168日目。数週間前のことになりますが、ショーン・ペン監督の『INTO THE WILD』という映画を観てきました。いやいや、素晴らしかった。ボクがここ数年間で観た映画の中では、間違いなくベスト5に入る傑作でしたな。ボクはショーン・ペン監督の91年の作品『インディアン・ランナー』という映画がもの凄く好きなのですが、今回の『INTO THE WILD』と『インディアン~』の共通項は、「当たり前に生きることの難しさ」みたいなこと。幸せってなに? 家族ってなに? 愛ってなに? 生きるってなに? そんな考えても絶対に答えが出ないし、むしろ考えない方が楽に生きられるはずの命題を、真剣に追い求めることの、高貴さと無益さ。そんなことをテーマにした映画です。
『INTO THE WILD』は実話が基になっていて、裕福な家庭に育ち、エリートコースのど真ん中にいる22歳の青年が、ある日突然すべてを投げ捨ててアラスカの荒野に旅立ち、2年間流浪を続けたあげく、最後は荒野で野垂れ死ぬという衝撃のストーリー。映画では、青年の歩いた道や出会った人を辿りながら、彼が何を思い何を考えたのかを綿密に描いていきます。
ジャンルは違いますが、『自我』をテーマにしているという点で、89年のアメリカ映画『いまを生きる』にも近いでしょうか。ロビン・ウィリアムズ演じる教師が、教室で生徒に読み説くヘンリー・D・ソロー著『森の生活』を、『INTO THE WILD』の主人公も荒野で読んでいました。金儲けやエリート社会とは正反対の位置にある、清貧と隠遁の世界。魂の解放、高邁な思想、自然との共生。誰とも交わらず、本を読み、狩りをし、食べて、眠る。一度はバックパックを背負って、ヒッチハイクなんぞをしながら、長期間一人旅したことのある人ならわかるはずの、あの孤独という名の贅沢な時間を、見事にスクリーンに定着したのが、この『INTO THE WILD』という映画でした。

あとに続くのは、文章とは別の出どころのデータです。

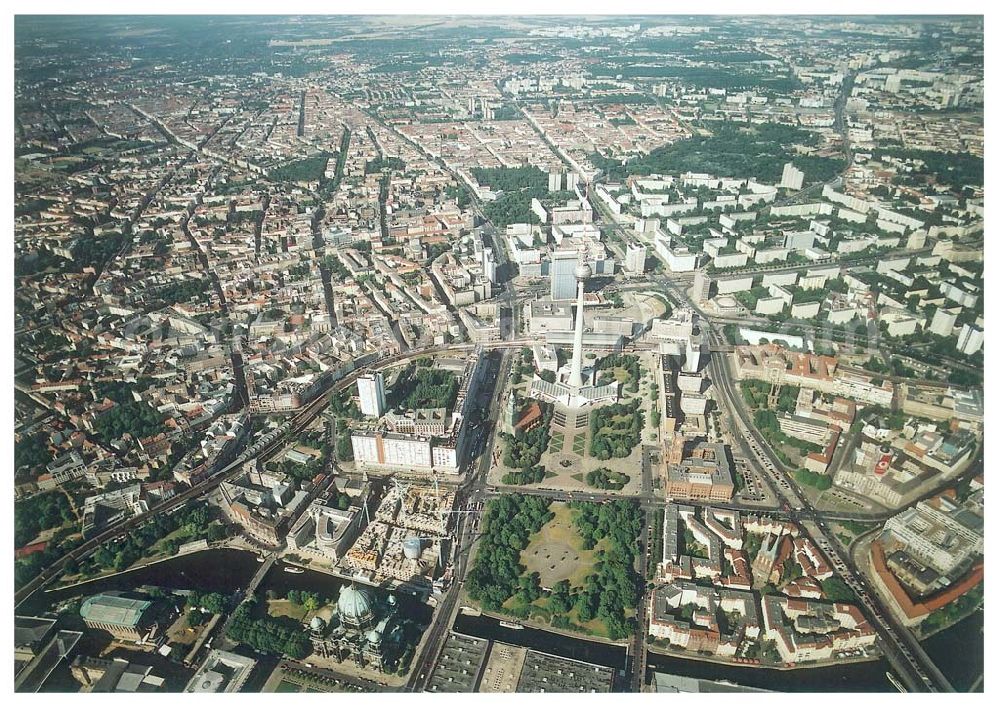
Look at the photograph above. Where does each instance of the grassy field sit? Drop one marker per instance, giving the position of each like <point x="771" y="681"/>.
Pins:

音楽は、ベテラン・ヘヴィロックバンド、パール・ジャムのフロントマン、EDDIE VEDDERが担当。OST(オリジナルサウンドトラック)は、EDDIEがほぼ全曲の全パートをひとりで演奏するという気合いの入りまくった作品になっております。その中でも特にボクのお気に入りは、この『SOCIETY』。
確かに若さの持つ無謀さや愚かさは否めないし、この『INTO THE WILD』の主人公の遁走を手放しで賛美することはできませんが、陳腐に言うなら「男のロマン」的なものをジンジンに感じました。出世? 金儲け? 糞くらえ、バカ野郎! 男はなあ、貯金の額で価値が決まるワケじゃねえんだ! ひとり荒野の中で、どれだけ生き抜けるかどうかよ! って今のボクが言うと見事に、負けDOG feat. 遠吠え。つうか、荒野でなんか1日も生きられそうもありませぬ。むー。INTO THE MILD。